Clothilde avait 18 ans. Son « match » Tinder environ sept de plus. C’était il y a trois ans. Elle est encore très secouée de ce qui s’est passé. « Je lui ai dit : “Je ne veux pas” », souffle-t-elle. Elle, est sur l’appli depuis fin 2018. Par messages, tout se passe bien. Mais lors de leur première rencontre, il l’emmène dans le bar d’un hôtel. L’homme la presse. Elle est sur une des apps les plus en vogue, qui a la réputation d’y favoriser le sexe occasionnel. Il clarifie ses intentions : si elle a envie de lui, il a envie d’elle. Hésitante, elle cède et lui s’empresse de réserver une chambre. Une fois sur le lit, Clothilde comprend qu’elle ne veut pas être là. « Sur le moment, moi, j’étais comme une feuille, je tremblais beaucoup. » Elle voit à cet instant que l’homme « est passé en mode dominant ». « Il voulait juste que je fasse ce qu’il me disait », dénonce Clothilde, crispée par son comportement. À ce moment, elle verbalise clairement son non-consentement. « Je saignais et il a continué. » Elle continue de dire non mais elle finit par mettre son cerveau « en off » :
« Je ne peux pas me débattre parce que le gars est extrêmement musclé, il est sur moi. Je ne peux rien faire. »

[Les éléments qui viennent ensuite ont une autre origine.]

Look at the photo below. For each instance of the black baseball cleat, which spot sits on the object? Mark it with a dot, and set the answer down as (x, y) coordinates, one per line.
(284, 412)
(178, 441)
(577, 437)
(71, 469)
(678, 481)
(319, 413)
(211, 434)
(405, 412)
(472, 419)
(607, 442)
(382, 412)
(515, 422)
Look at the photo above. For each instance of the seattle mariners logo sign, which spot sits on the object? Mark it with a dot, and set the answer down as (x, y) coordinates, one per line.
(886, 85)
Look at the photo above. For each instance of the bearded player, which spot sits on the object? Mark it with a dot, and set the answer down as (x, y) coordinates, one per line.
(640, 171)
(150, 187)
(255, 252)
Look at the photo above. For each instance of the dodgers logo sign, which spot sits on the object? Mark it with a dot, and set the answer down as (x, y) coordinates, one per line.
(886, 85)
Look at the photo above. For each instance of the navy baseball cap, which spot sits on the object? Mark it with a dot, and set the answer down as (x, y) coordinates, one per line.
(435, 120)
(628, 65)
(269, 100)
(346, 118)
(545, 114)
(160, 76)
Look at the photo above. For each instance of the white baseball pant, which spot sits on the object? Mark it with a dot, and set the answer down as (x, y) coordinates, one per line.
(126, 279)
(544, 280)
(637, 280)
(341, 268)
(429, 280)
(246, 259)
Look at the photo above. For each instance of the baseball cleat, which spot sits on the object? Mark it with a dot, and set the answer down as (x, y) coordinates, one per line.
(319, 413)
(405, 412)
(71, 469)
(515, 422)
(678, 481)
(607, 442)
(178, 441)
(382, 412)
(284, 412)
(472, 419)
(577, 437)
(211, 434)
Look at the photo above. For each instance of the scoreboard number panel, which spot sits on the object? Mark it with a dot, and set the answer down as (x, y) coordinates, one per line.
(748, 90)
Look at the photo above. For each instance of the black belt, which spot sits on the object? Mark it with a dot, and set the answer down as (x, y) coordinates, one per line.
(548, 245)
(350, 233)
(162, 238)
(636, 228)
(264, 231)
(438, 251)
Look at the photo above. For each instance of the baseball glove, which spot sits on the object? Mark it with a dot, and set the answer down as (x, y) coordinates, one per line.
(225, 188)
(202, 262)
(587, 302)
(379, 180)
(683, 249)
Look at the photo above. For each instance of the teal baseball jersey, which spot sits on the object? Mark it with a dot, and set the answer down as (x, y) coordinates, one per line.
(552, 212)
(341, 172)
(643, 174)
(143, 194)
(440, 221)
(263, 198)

Clothilde s’est confiée dans le cadre d’une enquête sur internet menée par StreetPress pour connaître l’utilisation et les comportements observés et subis via les applications de rencontre. Elle fait partie des 318 personnes, entre 16 et 60 ans, à avoir répondu à notre questionnaire en ligne. Cette enquête à visée nationale a permis de mettre en évidence un fait : les violences sexistes et sexuelles (VSS) sont très largement présentes sur les applications de rencontre (1). Plus de la moitié des répondants auraient rencontré une personne abusive sur une app (55%). 39% déclarent même avoir été victimes de VSS avant, pendant ou après la rencontre physique. Dans 91% des cas, les auteurs de ces agressions seraient des hommes.
Certaines des personnes interrogées dans le questionnaire ont d’abord déclaré ne pas avoir été victimes de violences. Elles ont fini par modifier leurs réponses en cours de questionnaire, réalisant que ce qui se passait via les messageries des applications, ou par Whatsapp, Messenger et autres, relevait déjà de l’agression. L’injonction à la sexualité qui s’est ancrée sur certaines applications entraîne des VSS à toutes les étapes d’un date : avant, pendant et après.
Notre méthodologie
Le questionnaire en ligne, qui contrairement au travail des instituts de sondage n’a pas vocation à être représentatif de la population française, comprend 16 questions et se divise en deux parties. La première permet d’établir le profil de la personne interrogée (âge, genre, zone d’habitation). La deuxième se concentre sur l’utilisation des applications à savoir le type d’applications utilisées et leur fréquence. Et s’il y a eu une VSS, quel était le genre de la personne abusive, le type de VSS subi et le moment de la rencontre où celle-ci a eu lieu. 318 personnes ont répondu à ce questionnaire. Parmi elles, 89 pourcents ont utilisé des applications de rencontre, majoritairement Tinder à 72 pourcents.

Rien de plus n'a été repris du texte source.